Imagine how different state politics, not to mention Gov. Corbett's polling numbers, would look if, in 2011, the Legislature did transportation funding, in 2012 did some liquor privatization, and today was finishing up controlling pension costs, an insatiable fiscal Pac-Man eating tax dollars at a perilous pace.

Under my rule, leaders tell interest groups and lobbyists, yes, we know your issue is important, but if you want us to address it you need to get on board and push, plead and (of course) donate to make sure this year's thing gets done.

And for lawmakers unhappy with doing the one thing, getting it done is the only shot they have to get to things they want done.

I think this is a path to progress in the state.

I say this now for two reasons.

First, Senate Republican Leader Dominic Pileggi just last week told reporters, "Getting the budget done is going to be more difficult than I think we believed it would be in February."

The budget is due the end of June.

Do you know why doing the only thing they're annually required to do, the thing a Republican governor proposed to a Republican House and a Republican Senate, is now "more difficult"?

It's because they're also trying to get three other things done - the aforementioned trio of bristly issues.

Second, our Legislature is built to bungle.

Think about it. The nation's largest full-time Legislature routinely spits out something like 5,000 bills each two-year session.

These bills are followed by hearings, which are followed by debates, amendments, delays, missed deadlines and breaks.

Both House and Senate, for example, are gone now until June 3.

I assume it's because Memorial Day is coming, and since most of us get one day off, they feel they deserve two weeks off.

Under "The One-Thing Rule," they could have it. And more.

There's no reason to be in the Capitol once they get their one thing done.

And I have an addendum to my rule.

It would provide for a statewide referendum every five years in which voters select the one thing that the Legislature must do within the following two years.

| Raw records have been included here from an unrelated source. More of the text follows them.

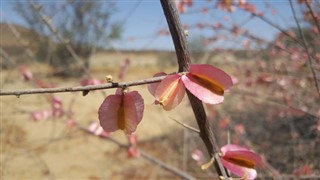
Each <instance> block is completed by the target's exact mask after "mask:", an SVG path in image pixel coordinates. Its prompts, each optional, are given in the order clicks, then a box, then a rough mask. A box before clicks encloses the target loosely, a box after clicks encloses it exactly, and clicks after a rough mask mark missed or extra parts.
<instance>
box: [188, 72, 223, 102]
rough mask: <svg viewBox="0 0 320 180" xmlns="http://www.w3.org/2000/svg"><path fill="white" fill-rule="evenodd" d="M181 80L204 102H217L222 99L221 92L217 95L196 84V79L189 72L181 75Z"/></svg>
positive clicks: (188, 89) (198, 98) (193, 94)
mask: <svg viewBox="0 0 320 180" xmlns="http://www.w3.org/2000/svg"><path fill="white" fill-rule="evenodd" d="M182 81H183V84H184V85H185V87H186V88H187V89H188V90H189V91H190V92H191V93H192V94H193V95H195V96H196V97H197V98H198V99H200V100H201V101H202V102H204V103H208V104H218V103H221V102H223V100H224V97H223V94H222V95H217V94H215V93H213V92H212V91H210V90H209V89H207V88H205V87H204V86H202V85H201V84H198V83H197V80H196V79H194V76H192V75H190V73H189V74H187V75H184V76H182Z"/></svg>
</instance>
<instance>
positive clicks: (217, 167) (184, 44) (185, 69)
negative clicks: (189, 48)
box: [160, 0, 229, 179]
mask: <svg viewBox="0 0 320 180" xmlns="http://www.w3.org/2000/svg"><path fill="white" fill-rule="evenodd" d="M160 2H161V5H162V8H163V11H164V14H165V16H166V19H167V22H168V26H169V29H170V33H171V36H172V39H173V43H174V46H175V49H176V55H177V59H178V64H179V72H182V71H188V66H189V63H190V55H189V51H188V47H187V40H186V36H185V34H184V31H183V29H182V24H181V22H180V18H179V14H178V11H177V8H176V6H175V4H174V1H173V0H160ZM187 95H188V98H189V101H190V104H191V107H192V109H193V112H194V114H195V117H196V120H197V123H198V126H199V130H200V137H201V139H202V140H203V142H204V144H205V145H206V147H207V150H208V153H209V155H210V157H211V158H212V157H214V160H215V161H214V165H215V168H216V170H217V172H218V175H219V177H223V178H224V179H229V177H228V175H227V172H226V171H225V169H224V167H223V165H222V163H221V161H220V156H219V152H220V149H219V146H218V145H217V142H216V140H215V137H214V134H213V132H212V129H211V126H210V123H209V121H208V119H207V116H206V112H205V109H204V107H203V104H202V102H201V101H200V100H199V99H198V98H197V97H195V96H194V95H193V94H191V93H190V92H189V91H188V90H187Z"/></svg>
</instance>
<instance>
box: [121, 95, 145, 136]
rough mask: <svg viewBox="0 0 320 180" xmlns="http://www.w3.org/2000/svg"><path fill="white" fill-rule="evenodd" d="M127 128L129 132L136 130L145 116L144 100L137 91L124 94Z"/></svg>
mask: <svg viewBox="0 0 320 180" xmlns="http://www.w3.org/2000/svg"><path fill="white" fill-rule="evenodd" d="M123 103H124V105H123V107H124V117H125V129H124V131H125V132H126V133H128V134H131V133H132V132H134V131H135V130H136V128H137V125H138V124H139V123H140V121H141V120H142V117H143V110H144V101H143V98H142V97H141V95H140V94H139V93H138V92H137V91H132V92H128V93H125V94H124V100H123Z"/></svg>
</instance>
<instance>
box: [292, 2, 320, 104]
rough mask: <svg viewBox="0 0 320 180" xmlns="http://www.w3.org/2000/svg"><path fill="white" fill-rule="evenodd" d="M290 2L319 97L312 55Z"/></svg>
mask: <svg viewBox="0 0 320 180" xmlns="http://www.w3.org/2000/svg"><path fill="white" fill-rule="evenodd" d="M289 2H290V7H291V10H292V14H293V18H294V20H295V22H296V24H297V27H298V30H299V34H300V36H301V38H302V42H303V43H302V45H303V46H302V47H303V48H304V50H305V51H306V53H307V57H308V63H309V67H310V70H311V73H312V76H313V80H314V83H315V86H316V89H317V92H318V95H319V96H318V98H319V99H320V85H319V82H318V78H317V74H316V72H315V70H314V68H313V67H312V57H311V55H310V52H309V48H308V44H307V41H306V38H305V37H304V34H303V32H302V29H301V27H300V24H299V21H298V19H297V15H296V12H295V10H294V8H293V5H292V1H291V0H289Z"/></svg>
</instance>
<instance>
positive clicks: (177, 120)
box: [170, 117, 200, 133]
mask: <svg viewBox="0 0 320 180" xmlns="http://www.w3.org/2000/svg"><path fill="white" fill-rule="evenodd" d="M170 119H172V120H174V121H175V122H176V123H178V124H180V125H182V126H183V127H185V128H187V129H189V130H191V131H193V132H195V133H200V131H199V129H197V128H194V127H192V126H189V125H188V124H185V123H183V122H181V121H179V120H176V119H174V118H171V117H170Z"/></svg>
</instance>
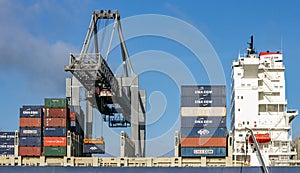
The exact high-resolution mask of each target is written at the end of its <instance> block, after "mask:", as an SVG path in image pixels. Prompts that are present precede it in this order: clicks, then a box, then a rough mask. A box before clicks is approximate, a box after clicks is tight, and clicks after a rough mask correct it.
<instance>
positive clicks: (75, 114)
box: [70, 112, 77, 121]
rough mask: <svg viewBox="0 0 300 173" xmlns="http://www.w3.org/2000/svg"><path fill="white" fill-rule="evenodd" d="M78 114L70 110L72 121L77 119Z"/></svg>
mask: <svg viewBox="0 0 300 173" xmlns="http://www.w3.org/2000/svg"><path fill="white" fill-rule="evenodd" d="M76 117H77V114H76V112H70V121H76Z"/></svg>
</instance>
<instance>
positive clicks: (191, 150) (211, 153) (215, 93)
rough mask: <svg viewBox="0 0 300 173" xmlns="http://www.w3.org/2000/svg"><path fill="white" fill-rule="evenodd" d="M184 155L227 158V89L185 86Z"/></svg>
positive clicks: (182, 132) (191, 156) (213, 86)
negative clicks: (226, 122) (223, 157)
mask: <svg viewBox="0 0 300 173" xmlns="http://www.w3.org/2000/svg"><path fill="white" fill-rule="evenodd" d="M180 114H181V142H180V146H181V156H182V157H226V153H227V150H226V146H227V129H226V87H225V86H221V85H216V86H210V85H198V86H182V87H181V108H180Z"/></svg>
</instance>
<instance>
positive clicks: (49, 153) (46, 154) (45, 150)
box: [44, 147, 67, 157]
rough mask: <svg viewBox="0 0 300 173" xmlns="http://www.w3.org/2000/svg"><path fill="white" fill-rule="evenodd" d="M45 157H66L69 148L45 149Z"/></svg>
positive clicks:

For example, reduce the size of the Legislature, an idea I've long admired and a way to save some of the annual $300 million cost of the Legislature.

Other states, large and small, have cut their lawmakers: Illinois back in 1980; Rhode Island in 2002.

And there's a bill to do so here. There always is. But even House Speaker Sam Smith couldn't move such a bill despite the fact that Governing Magazine, in a 2011 piece on efforts to change legislatures, wrote, "Of all the proposals now on the table, Pennsylvania's may have the most traction."

It didn't. And doesn't. And won't. Until we adopt "The One-Thing Rule." And also give voters an occasional shot at picking that one thing.